Mersher im Hotelfoyer

Die Flügeltüren des Schlosses öffnen sich knarrend, als Mersher die altehrwürdige Empfangshalle von Oddwood Manor betritt.  Die Rezeption auf der gegenüberliegenden Seite des Raumes ruft ihm die lästigen Anmeldeformalitäten ins Gedächtnis, lustlos schickt er sich an, den Raum zu durchqueren. Seine Gestalt spiegelt sich in den polierten Harnischen antiker Rüstungen, die Reflektionen geben ihm ein stummes Geleit.

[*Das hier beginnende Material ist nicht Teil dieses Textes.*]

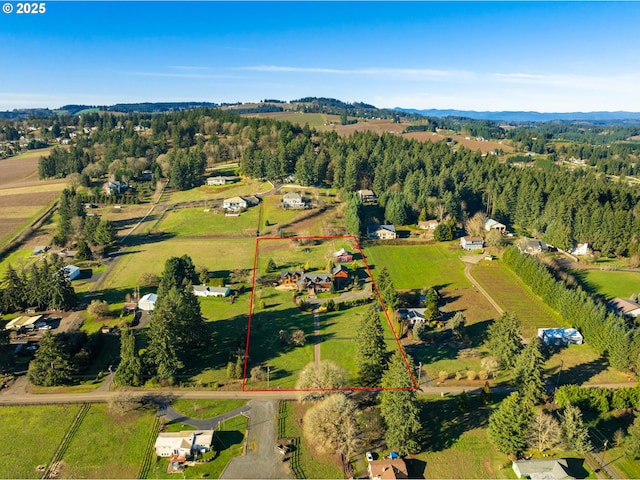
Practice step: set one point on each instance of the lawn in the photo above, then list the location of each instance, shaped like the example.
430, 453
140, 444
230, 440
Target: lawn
195, 222
609, 283
117, 444
216, 254
418, 266
37, 431
305, 461
275, 214
228, 443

Hinter ihm fällt die schwere Tür ins Schloss, der Luftzug stimmt im Kronleuchter einen klirrenden Gruß an – Mershers Laune bessert sich zusehends. Im Überschwang betätigt er die Portiersklingel ein wenig zu beherzt, unter lautem Klingen löst sich eine Feder und springt in eine entfernte Ecke des Raumes. Diesen Faupax zunächst ignorierend, wartet Mersher auf den Portier, der allerdings auch nach längerer Wartezeit nicht erscheinen will. Unter den vorwurfsvollen Blicken der Jagdtrophäen überkommt ihn ein jähes Unbehagen – er weiß, dass nichts geschehen wird, solange er das Missgeschick nicht aus der Welt geschafft hat.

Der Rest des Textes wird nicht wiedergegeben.